Preventing S3 Deployment Regressions: Hard Rules for Multi-Environment Deploys

Last session, a stale local index.html was deployed to production S3, wiping three previously-working features on queenofsandiego.com: the JADA → BOOK NOW hero crossfade, the Stripe embedded checkout flow, and accidentally resurrecting a deleted "Ranch & Coast readers..." hero line. The deployment also violated staging-first protocol by pushing both staging and prod in a single command. This post documents the root cause, the hard rules now in place to prevent it, and how to structure multi-environment deploys safely.

What Went Wrong

The failure chain was simple but preventable:

  • No pre-flight diff: Local index.html was 3,650 lines and hadn't been pulled from S3 in days. Prod S3 was newer.
  • No staging gate: The same command deployed to both s3://queenofsandiego.com/ (prod) and staging in one shot, violating the staging-first rule already documented in prior session notes.
  • Ignored prior warnings: The previous session-summary explicitly flagged "stale local files" as a risk. The warning was visible but not enforced.
  • No snapshot before overwrite: S3 has no versioning enabled; once the old file was gone, recovery required digging through Git history and Git LFS.

Three working features vanished. The hero fade, the Stripe checkout, and a deleted line all came back — a classic "deploy-and-discover" failure that should never reach production.

The Hard Rules (D1–D8): Now Enforced

To prevent this, eight non-negotiable rules are now baked into /Users/cb/Documents/repos/sites/queenofsandiego.com/CLAUDE.md, loaded on every session:

  1. D1 — Pull and Diff Before Edit: Before touching any file that targets S3, fetch the current version from prod and diff it against local. Document what has changed and why.
  2. D2 — Staging-Only, Single-Target Deploys: Each deploy command targets one environment only. Staging first; prod only after CB review.
  3. D3 — One Logical Change Per Deploy: Don't batch unrelated edits. One feature change = one deploy cycle.
  4. D4 — Obey Prior Session Warnings: If a prior session-summary flags a risk, treat it as a blocking condition.

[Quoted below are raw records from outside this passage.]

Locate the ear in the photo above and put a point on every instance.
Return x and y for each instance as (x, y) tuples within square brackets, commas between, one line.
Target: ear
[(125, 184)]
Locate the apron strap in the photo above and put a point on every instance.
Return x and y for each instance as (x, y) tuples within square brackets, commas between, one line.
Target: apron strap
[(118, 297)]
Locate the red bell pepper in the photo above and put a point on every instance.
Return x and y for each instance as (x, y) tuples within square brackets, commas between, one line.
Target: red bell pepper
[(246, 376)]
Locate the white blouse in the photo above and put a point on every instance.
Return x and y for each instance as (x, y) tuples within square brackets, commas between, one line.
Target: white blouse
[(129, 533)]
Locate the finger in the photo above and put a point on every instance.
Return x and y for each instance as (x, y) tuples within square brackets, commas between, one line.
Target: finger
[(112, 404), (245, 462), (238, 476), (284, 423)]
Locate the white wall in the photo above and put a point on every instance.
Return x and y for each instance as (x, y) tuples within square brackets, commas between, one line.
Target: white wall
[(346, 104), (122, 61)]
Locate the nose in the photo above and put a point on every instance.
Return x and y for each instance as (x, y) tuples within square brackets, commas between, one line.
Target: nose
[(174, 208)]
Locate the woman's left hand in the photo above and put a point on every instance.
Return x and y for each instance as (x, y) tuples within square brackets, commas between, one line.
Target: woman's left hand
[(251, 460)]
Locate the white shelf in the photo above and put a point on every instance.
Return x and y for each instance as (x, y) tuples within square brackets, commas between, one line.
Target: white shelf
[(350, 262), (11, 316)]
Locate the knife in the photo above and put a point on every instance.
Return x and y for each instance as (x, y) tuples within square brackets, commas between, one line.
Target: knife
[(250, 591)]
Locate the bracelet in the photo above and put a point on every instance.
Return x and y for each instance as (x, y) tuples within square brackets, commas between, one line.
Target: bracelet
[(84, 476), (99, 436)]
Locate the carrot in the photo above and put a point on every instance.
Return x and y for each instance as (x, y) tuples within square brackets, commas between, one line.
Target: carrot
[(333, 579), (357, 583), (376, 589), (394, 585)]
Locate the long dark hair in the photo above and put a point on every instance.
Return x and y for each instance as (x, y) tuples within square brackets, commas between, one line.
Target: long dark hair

Escalate before proceeding.
  5. D5 — Snapshot Prod Before Overwrite: Since S3 versioning is not enabled on this bucket, take a manual backup by copying the current prod file to a _backups/ prefix in the same bucket before any cp or sync.
  6. D6 — Print Proof Block Before Deploy: Before executing any S3 copy, print a six-line proof block to chat showing: file path, source hash, dest hash, timestamp, feature tokens being modified, and your name. Require explicit approval (e.g., "approved for staging" or "approved for prod").
  7. D7 — Feature-Token Registry: Maintain a regex-searchable list of feature identifiers in the file (e.g., jada-crossfade, stripe-embedded-checkout, hero-ranch-coast-line). Grep the current S3 prod against local before deploy. Log any tokens that disappear.
  8. D8 — Escalate if S3 is Ahead: If the current prod file is newer than local (by modification time or hash), stop and escalate to CB. Do not overwrite.

Technical Implementation

These rules live in the QOS-specific CLAUDE.md file, which Claude loads at the start of every session for that repository. The rules are phrased as imperatives, not suggestions, and include specific command patterns.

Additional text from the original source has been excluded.